Este sentimento, no entanto, não correspondia à realidade. O que ele havia descoberto não era o manuscrito original que havia sido redigido pelo próprio punho de Cícero ou de Quintiliano. Nas circunstâncias da época, um manuscrito original desta natureza, datado de quinze séculos ou mais, dificilissimamente poderia-se ter conservado. Seria algo fisicamente quase impossível. Ao que sabemos, existe apenas um único caso de um manuscrito original anterior à era cristã que se tenha conservado até hoje; são os manuscritos do Mar Morto, descobertos apenas em 1947. Se aqueles textos da antigüidade que os humanistas foram descobrindo nas bibliotecas dos mosteiros se tinham conservado é porque tais textos haviam sido copiados e recopiados muitas vezes pelos monges ao longo da história. De fato, todos eles haviam sido copiados e recopiados com uma certa metodicidade pelos monges até pouco antes do advento da Peste Negra, quando esta epidemia desorganizou completamente a disciplina dos mosteiros. Com o declínio dos estudos e da disciplina monástica, todos estes manuscritos ficaram relegados a um canto das bibliotecas e davam a falsa impressão de que estavam abandonados desde a antigüidade romana.

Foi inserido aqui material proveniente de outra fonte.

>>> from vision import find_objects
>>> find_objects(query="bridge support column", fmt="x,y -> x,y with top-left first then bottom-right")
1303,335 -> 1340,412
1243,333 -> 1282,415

Por que então os monges nunca fizeram alarde de toda esta vasta literatura antiga que haviam tão diligentemente guardado e copiado desde épocas imemoriais? A resposta é simplesmente porque quase não davam importância a estes textos. Eram usados apenas para aprender a ler e a escrever, e para aprender alguns rudimentos de retórica. Se para mais do que isso não valiam, para que chamar tão estrepitosamente a atenção do mundo para eles? Embora eles demonstrassem um belíssimo domínio da língua latina, o valor de seu conteúdo era considerado pequeno; o que verdadeiramente era importante para os professores e estudantes anteriores à Peste Negra era outro tipo de literatura. Os clássicos da antigüidade que fascinariam os renascentistas eram, até pouco tempo antes, considerados apenas como literatura de conteúdo de importância muito secundária para merecerem maiores atenções.

Foi então que o que havia sido durante séculos considerado como um refugo passou a parecer aos humanistas que fosse o supra sumo da cultura, e foi com base nesta literatura que eles reconstruíram a cultura do homem nos anos 1400 e 1500. A perfeição do Latim de Cícero, o ápice da perfeição artística da língua latina, pareceu- lhe também o ápice da cultura humana.

Já o Latim de Santo Tomás de Aquino e dos demais escolásticos era um Latim verdadeiramente simplório; em sua época quanto mais profundo fosse um autor geralmente tanto mais simplório era o Latim de que se utilizava. Sua linguagem não possuía nenhum rebuscamento. Entre os filósofos gregos já havia aparecido em parte esta tendência; o maior entre os filósofos gregos, Aristóteles, foi justamente aquele que se utilizou da língua grega em sua forma mais simples.

Esta simplicidade de linguagem curiosamente reforçou entre os renascentistas a idéia de que a Idade Média havia sido a Idade das Trevas. Desprezando o conteúdo das obras escritas anteriormente, estes homens julgaram que apenas uma cultura inferior poderia ter-se expressado em uma linguagem que lhes parecia tão bárbara.